A: The pandemic has created great strains in K-12 and higher education systems worldwide. My first advice would be to take care of yourself as you manage these strains. Nobody expects you to be perfect. That said, I would also encourage people, if they have the emotional and cognitive bandwidth available, to think about the innovations they might try given the current learning ecosystem. I am always a proponent of taking well-informed chances. As a teacher, the pandemic is a great time to take some of those chances in efforts to meet the unique needs of students, be they cognitive, emotional, social, or otherwise. Then, once the pandemic has passed, we can look at how these innovations might guide our practice moving forward.

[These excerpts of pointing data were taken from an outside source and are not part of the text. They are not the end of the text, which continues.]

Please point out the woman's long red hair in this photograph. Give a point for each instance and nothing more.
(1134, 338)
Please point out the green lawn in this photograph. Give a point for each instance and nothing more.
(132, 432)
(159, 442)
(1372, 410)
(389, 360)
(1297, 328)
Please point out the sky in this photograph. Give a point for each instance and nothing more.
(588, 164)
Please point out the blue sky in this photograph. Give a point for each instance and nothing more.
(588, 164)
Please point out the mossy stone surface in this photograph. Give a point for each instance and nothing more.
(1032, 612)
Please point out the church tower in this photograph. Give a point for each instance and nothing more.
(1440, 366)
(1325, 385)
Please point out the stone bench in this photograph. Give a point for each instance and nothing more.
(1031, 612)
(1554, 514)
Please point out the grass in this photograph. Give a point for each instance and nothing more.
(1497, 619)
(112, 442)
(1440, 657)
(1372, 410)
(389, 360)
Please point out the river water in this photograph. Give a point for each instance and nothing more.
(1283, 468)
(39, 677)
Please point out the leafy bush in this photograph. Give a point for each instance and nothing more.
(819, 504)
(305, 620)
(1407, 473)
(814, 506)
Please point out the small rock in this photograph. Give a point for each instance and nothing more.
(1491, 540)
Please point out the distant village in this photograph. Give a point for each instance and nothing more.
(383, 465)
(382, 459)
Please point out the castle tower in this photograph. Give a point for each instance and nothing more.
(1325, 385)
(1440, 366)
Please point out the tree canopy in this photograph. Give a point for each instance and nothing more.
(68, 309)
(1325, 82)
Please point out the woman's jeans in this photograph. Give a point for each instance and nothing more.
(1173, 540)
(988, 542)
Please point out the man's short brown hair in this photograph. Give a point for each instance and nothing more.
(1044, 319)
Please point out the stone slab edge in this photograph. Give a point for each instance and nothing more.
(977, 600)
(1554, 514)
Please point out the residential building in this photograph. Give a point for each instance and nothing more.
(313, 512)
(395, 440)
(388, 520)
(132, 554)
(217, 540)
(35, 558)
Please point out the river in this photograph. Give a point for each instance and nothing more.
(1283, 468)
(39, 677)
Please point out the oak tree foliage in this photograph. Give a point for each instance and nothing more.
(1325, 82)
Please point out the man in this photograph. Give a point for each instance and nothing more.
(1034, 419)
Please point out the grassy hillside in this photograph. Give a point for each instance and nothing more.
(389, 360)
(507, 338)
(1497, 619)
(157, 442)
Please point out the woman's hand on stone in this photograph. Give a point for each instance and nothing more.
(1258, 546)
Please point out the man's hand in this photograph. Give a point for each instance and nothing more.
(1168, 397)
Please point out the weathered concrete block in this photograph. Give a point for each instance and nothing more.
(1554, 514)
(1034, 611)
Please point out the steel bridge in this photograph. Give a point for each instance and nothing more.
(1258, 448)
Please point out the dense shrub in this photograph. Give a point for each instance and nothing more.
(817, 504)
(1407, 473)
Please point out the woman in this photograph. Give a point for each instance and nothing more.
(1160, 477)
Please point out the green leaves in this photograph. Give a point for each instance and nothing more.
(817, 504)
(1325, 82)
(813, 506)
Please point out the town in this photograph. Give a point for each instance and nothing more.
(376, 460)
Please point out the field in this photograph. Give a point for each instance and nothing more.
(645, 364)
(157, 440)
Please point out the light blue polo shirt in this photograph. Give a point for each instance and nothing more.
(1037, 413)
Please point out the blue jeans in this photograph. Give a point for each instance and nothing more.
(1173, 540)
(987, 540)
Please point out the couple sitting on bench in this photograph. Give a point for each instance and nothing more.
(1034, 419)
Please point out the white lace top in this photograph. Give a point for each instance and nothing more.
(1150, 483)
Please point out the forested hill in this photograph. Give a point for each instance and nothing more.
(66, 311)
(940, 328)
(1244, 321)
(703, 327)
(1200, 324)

Q: What is the biggest takeaway you hope all your graduate students learn?

A: I hope that students leave the program knowing that there is no one “right way” to teach, with or without technology. The best teachers find their own path and their own style. From my classes, I hope that they appreciate the key role that creative thinking will play for teaching, learning, training, and society at large in the future, given that it may prove to be what humans have left to offer in the workplace in a world where lower-order cognitive skills that are still valued today, will likely be replaced by algorithms, robots, artificial intelligence, and automation. As a teacher, this has implications not only for how you teach (e.g., do you teach in a way that will be easily replaced by an advanced AI algorithm in 10 years?), but what you teach. I also hope that more teachers begin to recognize how “softer” skills like passion, curiosity, persistence, social facility, and emotional IQ are often just as important, if not more so than the content itself. Based on the ramifications of these ideas, my final hope for all of my students and the students that move through our programs is that they start to look forward in their careers, and think about what their own value-add will be when compared to others in their field and/or the changes advanced technologies will bring to society and the workforce in the coming decades.